Raccontami allora la sua storia,
stella,
raccontami di quell'infanzia, perduta tra le rocce più alte,
con sua sorella e il bambino dai capelli rossi,
raccontami del cielo,
immenso sopra di lei,
così piccola, così forte.
Parlami di quei giorni di nuvole e pioggia,
sui prati,
delle corse fino a non avere più fiato,
su, fino alla cascata, dove l'acqua scava e non si ferma.

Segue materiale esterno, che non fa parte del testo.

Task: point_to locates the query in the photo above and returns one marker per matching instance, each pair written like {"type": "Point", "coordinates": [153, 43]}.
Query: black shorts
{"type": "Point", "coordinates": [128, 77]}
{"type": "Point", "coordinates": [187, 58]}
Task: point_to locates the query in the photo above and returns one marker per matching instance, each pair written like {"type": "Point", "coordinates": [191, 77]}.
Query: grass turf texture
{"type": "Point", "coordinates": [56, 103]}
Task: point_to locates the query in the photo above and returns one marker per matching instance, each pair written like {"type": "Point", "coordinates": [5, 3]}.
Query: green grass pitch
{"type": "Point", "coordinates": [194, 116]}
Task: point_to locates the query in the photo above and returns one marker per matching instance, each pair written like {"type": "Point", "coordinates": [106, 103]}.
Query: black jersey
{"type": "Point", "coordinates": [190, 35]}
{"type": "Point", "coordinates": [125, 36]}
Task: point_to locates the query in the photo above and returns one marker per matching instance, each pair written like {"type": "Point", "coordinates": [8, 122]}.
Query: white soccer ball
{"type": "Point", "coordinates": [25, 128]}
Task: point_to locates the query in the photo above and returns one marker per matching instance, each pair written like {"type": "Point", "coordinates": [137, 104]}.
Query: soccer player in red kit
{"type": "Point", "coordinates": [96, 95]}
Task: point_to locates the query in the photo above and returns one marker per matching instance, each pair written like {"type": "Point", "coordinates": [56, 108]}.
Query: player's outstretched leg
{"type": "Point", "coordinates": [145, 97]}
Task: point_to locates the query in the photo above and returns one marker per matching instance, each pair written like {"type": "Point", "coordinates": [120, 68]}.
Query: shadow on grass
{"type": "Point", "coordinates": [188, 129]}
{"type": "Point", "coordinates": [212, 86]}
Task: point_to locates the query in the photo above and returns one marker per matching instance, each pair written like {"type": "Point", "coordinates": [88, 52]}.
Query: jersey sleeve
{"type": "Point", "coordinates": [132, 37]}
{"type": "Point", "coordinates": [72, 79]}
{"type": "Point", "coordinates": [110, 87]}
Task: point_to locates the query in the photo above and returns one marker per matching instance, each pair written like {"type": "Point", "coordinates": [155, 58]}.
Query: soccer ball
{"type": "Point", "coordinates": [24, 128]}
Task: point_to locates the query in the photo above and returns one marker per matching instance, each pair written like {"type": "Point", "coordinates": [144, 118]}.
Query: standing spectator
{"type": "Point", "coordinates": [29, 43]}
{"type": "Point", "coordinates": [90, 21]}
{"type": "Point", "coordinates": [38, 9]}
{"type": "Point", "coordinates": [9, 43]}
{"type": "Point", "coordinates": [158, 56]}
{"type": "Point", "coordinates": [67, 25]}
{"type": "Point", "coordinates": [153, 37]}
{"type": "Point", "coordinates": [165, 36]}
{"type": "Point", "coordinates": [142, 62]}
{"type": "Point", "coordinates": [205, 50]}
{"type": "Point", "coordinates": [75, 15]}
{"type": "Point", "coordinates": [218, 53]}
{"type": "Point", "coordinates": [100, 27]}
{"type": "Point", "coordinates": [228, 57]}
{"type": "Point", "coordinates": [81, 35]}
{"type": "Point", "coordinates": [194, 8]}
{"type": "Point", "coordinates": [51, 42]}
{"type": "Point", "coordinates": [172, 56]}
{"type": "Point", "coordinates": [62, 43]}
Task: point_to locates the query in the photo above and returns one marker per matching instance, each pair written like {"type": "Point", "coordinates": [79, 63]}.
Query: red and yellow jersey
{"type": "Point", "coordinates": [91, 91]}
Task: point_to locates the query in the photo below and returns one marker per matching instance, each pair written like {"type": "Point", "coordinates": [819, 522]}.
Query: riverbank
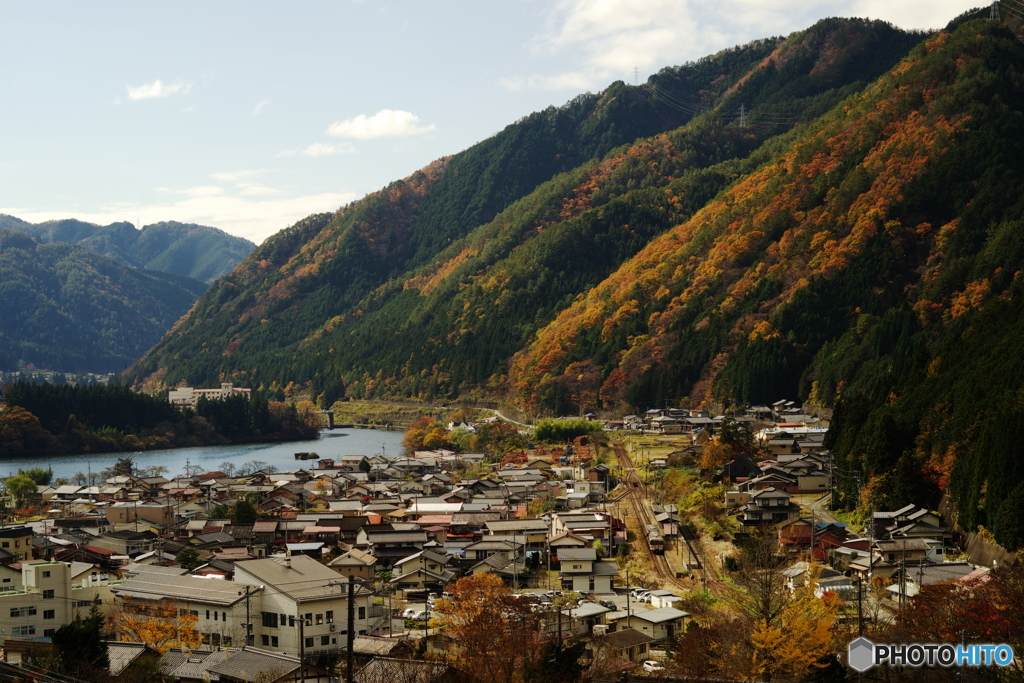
{"type": "Point", "coordinates": [282, 455]}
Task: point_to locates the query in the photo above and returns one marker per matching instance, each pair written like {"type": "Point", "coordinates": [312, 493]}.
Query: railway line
{"type": "Point", "coordinates": [636, 494]}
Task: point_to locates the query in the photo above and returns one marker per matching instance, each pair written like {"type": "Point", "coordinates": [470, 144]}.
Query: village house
{"type": "Point", "coordinates": [304, 605]}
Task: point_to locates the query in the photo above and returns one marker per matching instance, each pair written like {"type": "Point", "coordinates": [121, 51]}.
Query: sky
{"type": "Point", "coordinates": [250, 116]}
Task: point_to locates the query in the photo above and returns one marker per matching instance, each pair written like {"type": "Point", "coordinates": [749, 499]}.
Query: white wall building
{"type": "Point", "coordinates": [46, 598]}
{"type": "Point", "coordinates": [189, 396]}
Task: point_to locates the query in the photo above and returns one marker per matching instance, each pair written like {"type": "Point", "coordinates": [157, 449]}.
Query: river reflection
{"type": "Point", "coordinates": [332, 443]}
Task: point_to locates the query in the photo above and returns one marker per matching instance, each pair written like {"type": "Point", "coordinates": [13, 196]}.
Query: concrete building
{"type": "Point", "coordinates": [46, 598]}
{"type": "Point", "coordinates": [304, 605]}
{"type": "Point", "coordinates": [189, 396]}
{"type": "Point", "coordinates": [221, 607]}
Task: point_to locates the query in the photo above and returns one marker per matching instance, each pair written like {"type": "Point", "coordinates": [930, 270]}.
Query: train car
{"type": "Point", "coordinates": [654, 540]}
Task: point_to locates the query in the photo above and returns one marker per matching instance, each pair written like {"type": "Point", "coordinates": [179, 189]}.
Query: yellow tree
{"type": "Point", "coordinates": [161, 625]}
{"type": "Point", "coordinates": [495, 633]}
{"type": "Point", "coordinates": [800, 641]}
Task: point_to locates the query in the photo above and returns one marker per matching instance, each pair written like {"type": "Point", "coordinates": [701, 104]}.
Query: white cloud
{"type": "Point", "coordinates": [202, 190]}
{"type": "Point", "coordinates": [158, 89]}
{"type": "Point", "coordinates": [241, 215]}
{"type": "Point", "coordinates": [571, 81]}
{"type": "Point", "coordinates": [386, 123]}
{"type": "Point", "coordinates": [322, 150]}
{"type": "Point", "coordinates": [238, 176]}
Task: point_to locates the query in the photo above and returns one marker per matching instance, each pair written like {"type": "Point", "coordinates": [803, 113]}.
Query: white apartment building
{"type": "Point", "coordinates": [45, 597]}
{"type": "Point", "coordinates": [221, 607]}
{"type": "Point", "coordinates": [305, 605]}
{"type": "Point", "coordinates": [189, 396]}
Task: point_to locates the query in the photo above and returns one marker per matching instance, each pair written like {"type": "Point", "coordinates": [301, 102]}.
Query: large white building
{"type": "Point", "coordinates": [304, 605]}
{"type": "Point", "coordinates": [189, 396]}
{"type": "Point", "coordinates": [44, 596]}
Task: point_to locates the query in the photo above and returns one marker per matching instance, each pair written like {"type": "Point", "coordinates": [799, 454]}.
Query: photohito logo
{"type": "Point", "coordinates": [862, 654]}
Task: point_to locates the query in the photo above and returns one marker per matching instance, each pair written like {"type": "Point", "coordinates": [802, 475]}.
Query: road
{"type": "Point", "coordinates": [817, 505]}
{"type": "Point", "coordinates": [636, 493]}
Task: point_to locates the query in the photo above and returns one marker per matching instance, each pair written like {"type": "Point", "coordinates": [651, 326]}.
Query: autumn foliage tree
{"type": "Point", "coordinates": [495, 633]}
{"type": "Point", "coordinates": [161, 625]}
{"type": "Point", "coordinates": [761, 630]}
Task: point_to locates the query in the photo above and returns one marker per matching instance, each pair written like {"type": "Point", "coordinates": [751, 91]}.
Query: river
{"type": "Point", "coordinates": [331, 443]}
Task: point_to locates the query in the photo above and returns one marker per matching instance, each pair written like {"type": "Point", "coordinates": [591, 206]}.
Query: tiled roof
{"type": "Point", "coordinates": [153, 586]}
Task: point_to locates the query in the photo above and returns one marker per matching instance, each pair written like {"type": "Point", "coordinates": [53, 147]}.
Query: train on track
{"type": "Point", "coordinates": [655, 540]}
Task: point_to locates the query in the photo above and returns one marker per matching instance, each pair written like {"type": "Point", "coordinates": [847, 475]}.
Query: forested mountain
{"type": "Point", "coordinates": [182, 249]}
{"type": "Point", "coordinates": [853, 239]}
{"type": "Point", "coordinates": [65, 308]}
{"type": "Point", "coordinates": [406, 290]}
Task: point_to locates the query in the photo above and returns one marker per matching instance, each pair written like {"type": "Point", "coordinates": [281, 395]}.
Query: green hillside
{"type": "Point", "coordinates": [402, 290]}
{"type": "Point", "coordinates": [182, 249]}
{"type": "Point", "coordinates": [854, 240]}
{"type": "Point", "coordinates": [66, 308]}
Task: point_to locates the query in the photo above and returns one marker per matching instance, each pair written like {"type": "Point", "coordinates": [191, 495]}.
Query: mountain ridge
{"type": "Point", "coordinates": [188, 250]}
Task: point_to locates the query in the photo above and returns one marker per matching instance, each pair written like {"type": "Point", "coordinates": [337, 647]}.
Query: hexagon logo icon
{"type": "Point", "coordinates": [860, 654]}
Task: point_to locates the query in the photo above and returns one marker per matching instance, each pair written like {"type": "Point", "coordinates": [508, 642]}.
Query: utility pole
{"type": "Point", "coordinates": [860, 613]}
{"type": "Point", "coordinates": [350, 636]}
{"type": "Point", "coordinates": [248, 624]}
{"type": "Point", "coordinates": [350, 615]}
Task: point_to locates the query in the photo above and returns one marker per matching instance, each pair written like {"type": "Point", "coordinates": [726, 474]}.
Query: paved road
{"type": "Point", "coordinates": [817, 504]}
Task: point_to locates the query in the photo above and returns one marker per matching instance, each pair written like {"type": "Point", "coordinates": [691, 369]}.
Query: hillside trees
{"type": "Point", "coordinates": [495, 632]}
{"type": "Point", "coordinates": [428, 287]}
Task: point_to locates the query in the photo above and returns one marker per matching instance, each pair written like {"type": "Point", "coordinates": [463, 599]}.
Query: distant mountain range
{"type": "Point", "coordinates": [181, 249]}
{"type": "Point", "coordinates": [64, 307]}
{"type": "Point", "coordinates": [834, 216]}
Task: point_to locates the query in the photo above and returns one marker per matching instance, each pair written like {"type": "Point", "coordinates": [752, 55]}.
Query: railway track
{"type": "Point", "coordinates": [636, 493]}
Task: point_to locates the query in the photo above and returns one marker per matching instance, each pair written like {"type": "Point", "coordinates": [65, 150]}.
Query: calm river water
{"type": "Point", "coordinates": [331, 444]}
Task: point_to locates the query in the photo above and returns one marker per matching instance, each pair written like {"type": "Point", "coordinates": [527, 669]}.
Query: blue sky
{"type": "Point", "coordinates": [249, 116]}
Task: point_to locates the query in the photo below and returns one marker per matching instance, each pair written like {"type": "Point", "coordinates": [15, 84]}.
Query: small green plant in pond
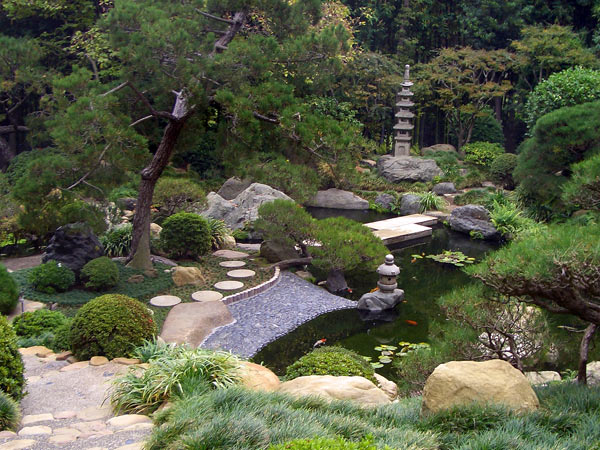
{"type": "Point", "coordinates": [456, 258]}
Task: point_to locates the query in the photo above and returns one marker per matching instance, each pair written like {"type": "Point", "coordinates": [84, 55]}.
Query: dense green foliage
{"type": "Point", "coordinates": [51, 277]}
{"type": "Point", "coordinates": [173, 369]}
{"type": "Point", "coordinates": [100, 274]}
{"type": "Point", "coordinates": [482, 153]}
{"type": "Point", "coordinates": [336, 361]}
{"type": "Point", "coordinates": [561, 138]}
{"type": "Point", "coordinates": [569, 87]}
{"type": "Point", "coordinates": [111, 325]}
{"type": "Point", "coordinates": [9, 292]}
{"type": "Point", "coordinates": [30, 324]}
{"type": "Point", "coordinates": [10, 415]}
{"type": "Point", "coordinates": [11, 364]}
{"type": "Point", "coordinates": [186, 234]}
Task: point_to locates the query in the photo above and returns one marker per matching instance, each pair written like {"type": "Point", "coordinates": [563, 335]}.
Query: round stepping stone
{"type": "Point", "coordinates": [232, 264]}
{"type": "Point", "coordinates": [241, 273]}
{"type": "Point", "coordinates": [229, 285]}
{"type": "Point", "coordinates": [206, 296]}
{"type": "Point", "coordinates": [165, 300]}
{"type": "Point", "coordinates": [230, 254]}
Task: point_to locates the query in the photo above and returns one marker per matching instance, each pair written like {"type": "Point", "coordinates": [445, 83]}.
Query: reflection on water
{"type": "Point", "coordinates": [423, 282]}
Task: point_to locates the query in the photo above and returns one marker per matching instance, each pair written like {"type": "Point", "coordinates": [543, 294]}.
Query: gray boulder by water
{"type": "Point", "coordinates": [73, 245]}
{"type": "Point", "coordinates": [233, 187]}
{"type": "Point", "coordinates": [444, 188]}
{"type": "Point", "coordinates": [338, 199]}
{"type": "Point", "coordinates": [410, 204]}
{"type": "Point", "coordinates": [407, 168]}
{"type": "Point", "coordinates": [473, 218]}
{"type": "Point", "coordinates": [243, 208]}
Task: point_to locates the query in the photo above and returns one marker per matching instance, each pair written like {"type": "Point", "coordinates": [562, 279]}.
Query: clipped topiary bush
{"type": "Point", "coordinates": [35, 323]}
{"type": "Point", "coordinates": [9, 292]}
{"type": "Point", "coordinates": [336, 361]}
{"type": "Point", "coordinates": [111, 325]}
{"type": "Point", "coordinates": [100, 274]}
{"type": "Point", "coordinates": [11, 364]}
{"type": "Point", "coordinates": [51, 277]}
{"type": "Point", "coordinates": [185, 234]}
{"type": "Point", "coordinates": [482, 153]}
{"type": "Point", "coordinates": [502, 168]}
{"type": "Point", "coordinates": [10, 415]}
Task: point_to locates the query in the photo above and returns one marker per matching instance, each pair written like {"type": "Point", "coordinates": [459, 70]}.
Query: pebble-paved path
{"type": "Point", "coordinates": [274, 313]}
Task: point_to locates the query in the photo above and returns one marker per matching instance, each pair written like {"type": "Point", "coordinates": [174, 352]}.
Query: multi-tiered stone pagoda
{"type": "Point", "coordinates": [404, 125]}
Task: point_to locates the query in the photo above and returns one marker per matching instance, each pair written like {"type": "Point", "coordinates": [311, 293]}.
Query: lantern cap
{"type": "Point", "coordinates": [388, 269]}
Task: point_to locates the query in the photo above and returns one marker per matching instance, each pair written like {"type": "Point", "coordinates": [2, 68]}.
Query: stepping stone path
{"type": "Point", "coordinates": [229, 285]}
{"type": "Point", "coordinates": [241, 273]}
{"type": "Point", "coordinates": [230, 254]}
{"type": "Point", "coordinates": [165, 300]}
{"type": "Point", "coordinates": [206, 296]}
{"type": "Point", "coordinates": [232, 264]}
{"type": "Point", "coordinates": [63, 408]}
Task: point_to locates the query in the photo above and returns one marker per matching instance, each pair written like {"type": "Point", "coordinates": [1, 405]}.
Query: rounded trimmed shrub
{"type": "Point", "coordinates": [51, 277]}
{"type": "Point", "coordinates": [10, 415]}
{"type": "Point", "coordinates": [337, 361]}
{"type": "Point", "coordinates": [111, 325]}
{"type": "Point", "coordinates": [185, 234]}
{"type": "Point", "coordinates": [502, 168]}
{"type": "Point", "coordinates": [9, 292]}
{"type": "Point", "coordinates": [38, 322]}
{"type": "Point", "coordinates": [11, 364]}
{"type": "Point", "coordinates": [100, 274]}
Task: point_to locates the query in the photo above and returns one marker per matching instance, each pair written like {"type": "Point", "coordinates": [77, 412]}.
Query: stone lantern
{"type": "Point", "coordinates": [388, 295]}
{"type": "Point", "coordinates": [388, 272]}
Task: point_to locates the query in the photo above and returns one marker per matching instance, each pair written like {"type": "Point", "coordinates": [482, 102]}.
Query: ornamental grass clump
{"type": "Point", "coordinates": [111, 325]}
{"type": "Point", "coordinates": [173, 371]}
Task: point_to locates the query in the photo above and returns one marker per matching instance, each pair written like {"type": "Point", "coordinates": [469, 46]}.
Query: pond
{"type": "Point", "coordinates": [423, 281]}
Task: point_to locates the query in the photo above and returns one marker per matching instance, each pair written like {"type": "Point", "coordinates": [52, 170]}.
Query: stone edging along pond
{"type": "Point", "coordinates": [255, 290]}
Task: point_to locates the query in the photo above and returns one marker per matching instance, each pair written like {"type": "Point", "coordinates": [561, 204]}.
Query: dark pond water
{"type": "Point", "coordinates": [423, 282]}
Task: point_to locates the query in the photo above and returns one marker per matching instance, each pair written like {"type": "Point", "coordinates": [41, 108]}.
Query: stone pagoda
{"type": "Point", "coordinates": [404, 125]}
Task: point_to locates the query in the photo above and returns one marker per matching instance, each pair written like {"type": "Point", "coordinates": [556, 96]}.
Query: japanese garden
{"type": "Point", "coordinates": [299, 224]}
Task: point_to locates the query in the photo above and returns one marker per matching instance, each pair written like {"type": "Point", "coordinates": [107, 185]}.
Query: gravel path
{"type": "Point", "coordinates": [274, 313]}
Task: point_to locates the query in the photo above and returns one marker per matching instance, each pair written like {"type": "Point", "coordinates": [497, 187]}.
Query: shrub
{"type": "Point", "coordinates": [9, 292]}
{"type": "Point", "coordinates": [336, 361]}
{"type": "Point", "coordinates": [173, 195]}
{"type": "Point", "coordinates": [31, 324]}
{"type": "Point", "coordinates": [172, 371]}
{"type": "Point", "coordinates": [11, 364]}
{"type": "Point", "coordinates": [51, 277]}
{"type": "Point", "coordinates": [111, 325]}
{"type": "Point", "coordinates": [482, 153]}
{"type": "Point", "coordinates": [185, 234]}
{"type": "Point", "coordinates": [117, 241]}
{"type": "Point", "coordinates": [10, 416]}
{"type": "Point", "coordinates": [100, 274]}
{"type": "Point", "coordinates": [573, 86]}
{"type": "Point", "coordinates": [502, 168]}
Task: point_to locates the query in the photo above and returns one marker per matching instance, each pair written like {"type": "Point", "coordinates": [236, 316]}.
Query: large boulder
{"type": "Point", "coordinates": [243, 208]}
{"type": "Point", "coordinates": [439, 148]}
{"type": "Point", "coordinates": [473, 218]}
{"type": "Point", "coordinates": [233, 187]}
{"type": "Point", "coordinates": [73, 245]}
{"type": "Point", "coordinates": [465, 382]}
{"type": "Point", "coordinates": [407, 168]}
{"type": "Point", "coordinates": [258, 378]}
{"type": "Point", "coordinates": [357, 389]}
{"type": "Point", "coordinates": [410, 204]}
{"type": "Point", "coordinates": [338, 199]}
{"type": "Point", "coordinates": [275, 252]}
{"type": "Point", "coordinates": [379, 301]}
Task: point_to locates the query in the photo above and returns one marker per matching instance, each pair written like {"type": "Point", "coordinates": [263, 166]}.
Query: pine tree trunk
{"type": "Point", "coordinates": [139, 257]}
{"type": "Point", "coordinates": [583, 353]}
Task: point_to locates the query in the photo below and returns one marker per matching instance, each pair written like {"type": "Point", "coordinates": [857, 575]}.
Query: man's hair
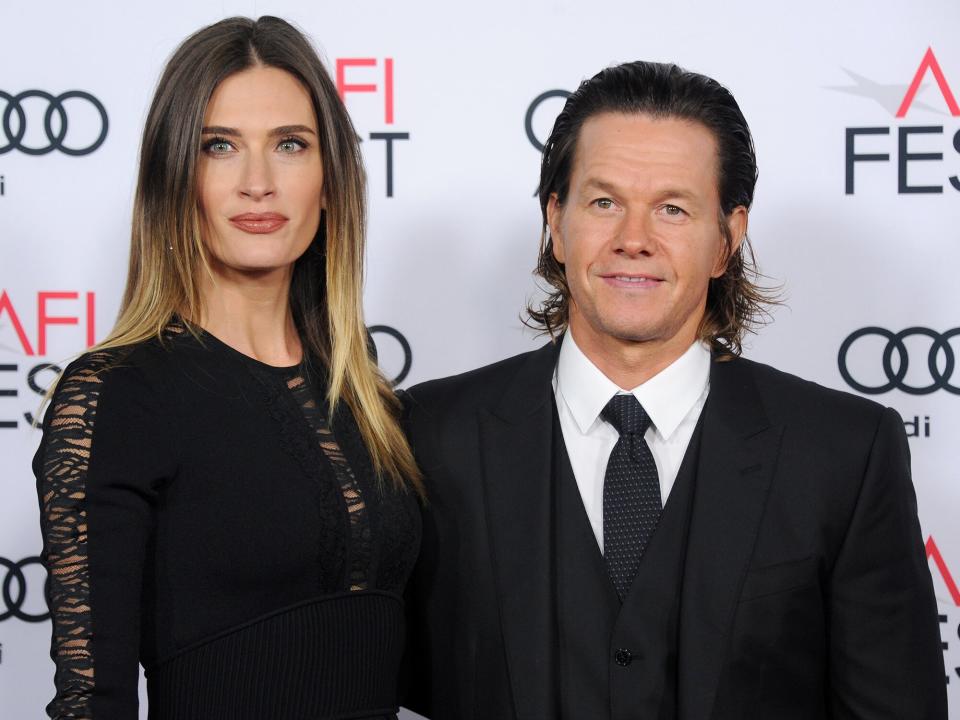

Parlami dei pomeriggi nella grande città,
dei suoi vent'anni, della sua incerta scoperta del mondo,
e poi dell'amore,
tu lo sai e brilli con violenza.
Dell'amore.
Gocce sugli aghi di pino,
istanti vissuti,
perle,
sorrisi,
abbracci.
Dimmi, quanto tempo ci è rimasto per tutto questo,
stella.
Tu conosci il segreto di questa magica e dolorosa storia: vivi ogni istante,
questo mi dici.
Vivi con gioia ogni momento.
Ascolta il rumore dell'acqua,
chiudi gli occhi,
assapora il ritmo del tuo respiro,
ammira il tuo corpo,
così unico, così tuo.
Ama senza risparmio, senza tregua.
Credi fino alla fine alla promessa di un mondo migliore,
realizzala,
per quel che puoi,
per quel che sai,
con i tuoi mezzi.
Nuota, ridi, piangi,
immergiti nell'acqua e ritorna su,
più viva dopo il pianto,
più vera, perchè hai visto l'abisso.
Stella bianca nella notte d'estate,
tu vuoi cantare questa canzone,
così tragica, così incantevole.
E io non farò altro che ascoltarti,
aprendo le mie povere mani vuote,
afferrando l'aria,
imparando le rime
così tanto attese.
Stella, ora vedo il tuo viso,
è un volto di donna,
di ragazza,
di bambina.
Amica, ti regalerei,
i giorni migliori di maggio,
i petali delle prime rose,
i cieli sconfinati dell'infanzia,
le corse verso la collina,
quando il sole scivola verso l'orizzonte.
Ti regalerei,
il sapore delle piccole mele selvatiche,
quelle raccolte dall'albero,
quelle rubate.
Amica, sorella,
ti regalerei
ogni istante vissuto della nostra storia,
così dolce, così amaro.
Ti regalerei
una favola ingenua,
in cui il male perde
e il bene trionfa su tutto.
Ti regalerei
i ricordi di quelle sere estive,
in cui parlavamo
dei nostri uomini,
e ridevamo di loro
e dei loro limiti.
Ti regalerei
tutta la speranza del mondo,
per poter affrontare questa salita,
senza avvertirne il peso,
senza sentire male.
Ti regalerei
la gioia che ora non ho,
la forza
che ho perso,
ma che voglio ritrovare.
Buon compleanno,
amica mia,
so che mi capirai,
se vedrai le mie mani vuote;
voglio portarti a vedere le lucciole
lampeggiare nel canale,
voglio ridere con te,
come allora,
quando il vento non ci faceva paura.